Archive » September 27, 2007
By Scott Craig
Abolitionist in Montecito
Westmont alumnus David Batstone read in his local newspaper that one of his favorite Indian restaurants in the Bay Area practically imprisoned women from India to wash dishes, cook meals, and do other tasks. The story came out when a young woman, Chianti Pratipatta, died of a gas leak in an unventilated apartment owned by the proprietor of the restaurant, who forced people to work under threat of reporting their illegal presence to the authorities.
“This was happening in my country at a restaurant I frequented,” says Batstone. “My shock turned into a consuming passion that took me around the world to learn more about how slavery flourishes in the shadows.”
Batstone spoke at Westmont as part of a 60-city tour to end slavery and human trafficking. Earlier this year, he authored “Not For Sale: The Return of the Global Slave Trade and How We Can Fight It,” and he launched Not For Sale in February.
Batstone’s book documents the shocking extent of human trafficking in the modern world.
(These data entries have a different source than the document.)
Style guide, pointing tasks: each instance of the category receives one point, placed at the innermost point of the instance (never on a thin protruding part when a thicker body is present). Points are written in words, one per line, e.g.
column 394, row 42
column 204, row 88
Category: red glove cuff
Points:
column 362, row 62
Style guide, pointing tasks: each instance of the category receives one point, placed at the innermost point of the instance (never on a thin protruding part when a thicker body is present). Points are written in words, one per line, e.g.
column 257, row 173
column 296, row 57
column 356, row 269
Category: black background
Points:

Traveling to five continents, he found child soldiers in Africa and young girls enslaved in Asian brothels. He has teamed up with Free to Play, a campaign to end child slavery and improve recreational opportunities for kids.
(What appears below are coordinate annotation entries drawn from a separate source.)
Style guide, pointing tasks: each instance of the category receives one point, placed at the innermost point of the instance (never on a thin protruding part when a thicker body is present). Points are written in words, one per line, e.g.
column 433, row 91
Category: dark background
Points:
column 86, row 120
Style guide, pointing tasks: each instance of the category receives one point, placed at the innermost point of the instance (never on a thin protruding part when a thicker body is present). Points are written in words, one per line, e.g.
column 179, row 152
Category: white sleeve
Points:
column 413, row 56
Another partner is the movie “Trade,” starring Kevin Kline, which opens in theaters Friday, Sept. 28.
During his nationwide tour and national television appearances, Batstone says he has signed up about 2,000 abolitionist churches. “They’re part of the modern-day underground railroad,” Batstone says. “The congregations are offering their churches as safe havens for these slaves.”
Batstone, a professor at the University of San Francisco, also wrote the book “Saving the Corporate Soul & (Who Knows?) Maybe Your Own,” which won the Nautilus Award for 2004 Best Business Book.
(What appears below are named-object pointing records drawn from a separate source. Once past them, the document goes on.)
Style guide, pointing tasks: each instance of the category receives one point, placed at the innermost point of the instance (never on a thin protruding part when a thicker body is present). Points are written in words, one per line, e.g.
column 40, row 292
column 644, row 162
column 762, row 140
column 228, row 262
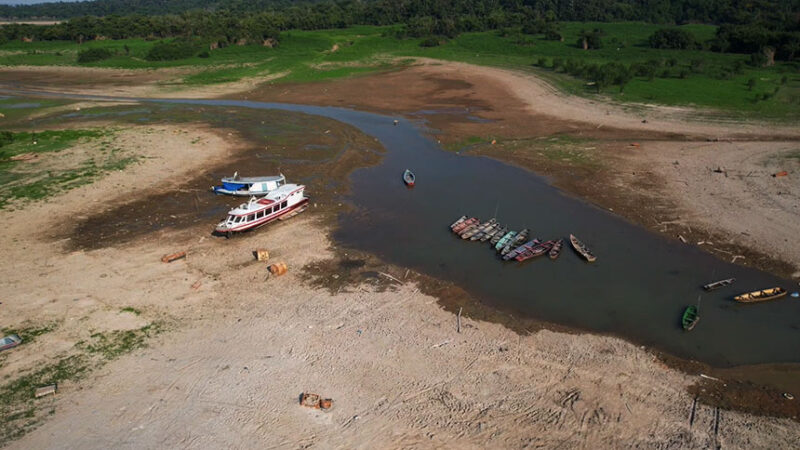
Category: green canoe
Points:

For the last six years, he served as executive editor of Sojourners magazine. He is the executive editor of business magazine Motto and appears regularly in USA Today’s Weekend Edition as “America’s ethics guru.”
His campaign Web site is at http://www.notforsalecampaign.org/.
Moving Mountains of Mulch
Montecito was well represented in Goleta during United Way’s Day of Caring. Once again Westmont took top honors for organizing the largest team of volunteers. About 100 Westmont students, staff and faculty spent September 15 landscaping Dos Pueblos High School. The volunteers planted 46 trees, spread 175 cubic yards of mulch and weeded two quad lawns.
Author and scholar Paul Spickard will discuss the issue of discrimination among people of the same race in a free public lecture in Westmont’s Hieronymus Lounge Friday, September 28, at 3:30 pm. “Is Lighter Better? Skin-Tone Discrimination Among Asian Americans,” explores the social issues and implications surrounding the skin tone of Asian-American women.
Spickard, professor of history, Asian-American studies, and religion at UC Santa Barbara, says color and facial features are issues that powerfully shape understandings of beauty and acceptance in Asian-American communities. “Every Asian-American has heard words like ‘Don’t go out in the sun, you’ll get too dark,’ or ‘Don’t marry him, your kids will be too dark,’” he says.
Spickard, who received his doctorate in history at UC Berkeley, says his research is based on participant observation in the cosmetics industry and on interviews in Chinese, Korean, Vietnamese, Cambodian, Filipino, Thai, and South Asian American communities.
The lecture is sponsored by Westmont’s history and sociology-anthropology departments and intercultural programs office. Refreshments will be served at 3:15 pm.